The highest dose of NPsCS (0.8 mg mL-1) produced the most increased SOD activity in tomato fruits (Table 3), with no modification in GPX enzyme activity. The stress caused by nanoparticles can produce ROS (Katiyar, Hemantaranjan and Singh, 2015), which modifies the activity of antioxidant enzymes, some transcription factors, and proteins involved in the stress response (López-Vargas et al., 2018). The elevated SOD activity caused by NPsCS could be responsible for ROS balance, degeneration, and scavenging to protect the plant from oxidative stress (Chun and Chandrasekaran, 2019). Faizan et al. (2021) report an increase in SOD activity in Solanum lycopersicumL. with the application of NPsCS. By increasing SOD activity, the accumulated H2O2 also decreased, maintaining GPX activity at a basal level (Hajihashemi and Kazemi, 2022), which could explain why there are no differences in GPX enzyme activity in tomato fruits treated with NPsCS.
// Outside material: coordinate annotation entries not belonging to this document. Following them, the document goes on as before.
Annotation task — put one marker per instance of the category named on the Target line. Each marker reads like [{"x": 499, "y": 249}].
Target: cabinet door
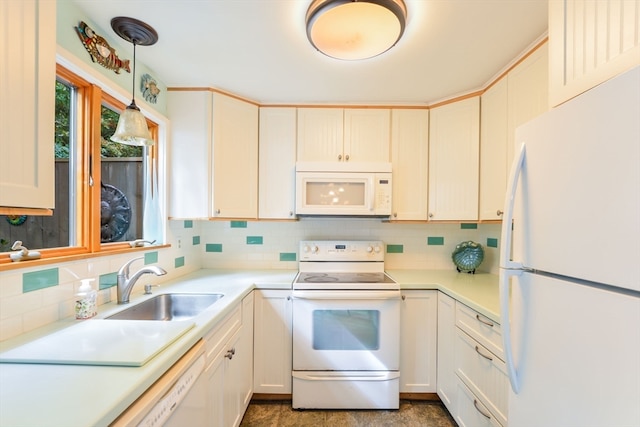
[
  {"x": 366, "y": 135},
  {"x": 528, "y": 87},
  {"x": 493, "y": 150},
  {"x": 418, "y": 346},
  {"x": 320, "y": 134},
  {"x": 409, "y": 158},
  {"x": 272, "y": 341},
  {"x": 447, "y": 383},
  {"x": 591, "y": 41},
  {"x": 235, "y": 158},
  {"x": 27, "y": 88},
  {"x": 454, "y": 148},
  {"x": 276, "y": 196},
  {"x": 190, "y": 180}
]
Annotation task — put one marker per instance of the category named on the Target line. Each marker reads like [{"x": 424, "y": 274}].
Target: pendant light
[
  {"x": 132, "y": 126},
  {"x": 355, "y": 29}
]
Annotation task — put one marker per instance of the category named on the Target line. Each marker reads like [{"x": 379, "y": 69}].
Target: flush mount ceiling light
[
  {"x": 132, "y": 127},
  {"x": 355, "y": 29}
]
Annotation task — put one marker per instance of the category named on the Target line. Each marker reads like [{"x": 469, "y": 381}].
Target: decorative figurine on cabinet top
[{"x": 100, "y": 50}]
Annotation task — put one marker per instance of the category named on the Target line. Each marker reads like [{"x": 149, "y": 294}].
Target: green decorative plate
[{"x": 467, "y": 256}]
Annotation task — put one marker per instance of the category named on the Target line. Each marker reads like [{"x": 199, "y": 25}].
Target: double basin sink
[{"x": 168, "y": 307}]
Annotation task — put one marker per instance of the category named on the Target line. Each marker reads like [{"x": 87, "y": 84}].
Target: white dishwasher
[{"x": 178, "y": 398}]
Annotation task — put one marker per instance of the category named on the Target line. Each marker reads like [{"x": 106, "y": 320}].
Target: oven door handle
[{"x": 347, "y": 295}]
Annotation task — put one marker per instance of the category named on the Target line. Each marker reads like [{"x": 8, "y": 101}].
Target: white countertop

Table 3: Effect of foliar application of NPsCS on the total protein content and enzymatic activity of SOD and GPX in tomato fruits.
| NPsCS | Enzyme activity (U) | ||
| Total protein | SOD | GPX | |
| mg mL-1 | g kg -1 | ||
| 0 | 2.46 ±0.61 b* | 1.48±0.10 ab | 1.51± 0.80 a |
| 0.05 | 4.59±0.52 a | 0.85±0.02 b | 1.78±0.17 a |
| 0.1 | 3.81 ±0.71ab | 1.57 ±0.41ab | 1.52±0.17a |
| 0.2 | 3.44 ±0.41ab | 1.05±0.33 ab | 1.59±0.38 a |
| 0.4 | 4.04 ±0.42 a | 1.89 ±0.56ab | 1.50±0.71 a |
| 0.8 | 3.56±0.38 ab | 2.34 ± 0.04 a | 1.60±0.20 a |
*Mean values with different literals are significantly different (LSD P ≤ 0.05).
Conclusions
Foliar spraying of NPsCS increased yield, bioactive compounds, and enzyme activity in tomato fruits. The medium dose (0.2 mg mL-1) optimized yield, fruit size, and weight, whereas the high dose (0.8 mg mL-1) increased the biosynthesis of bioactive compounds and enzyme activity in tomato fruits. The foliar application of NPsCS can be used as a natural biostimulant to increase yield and obtain functional foods.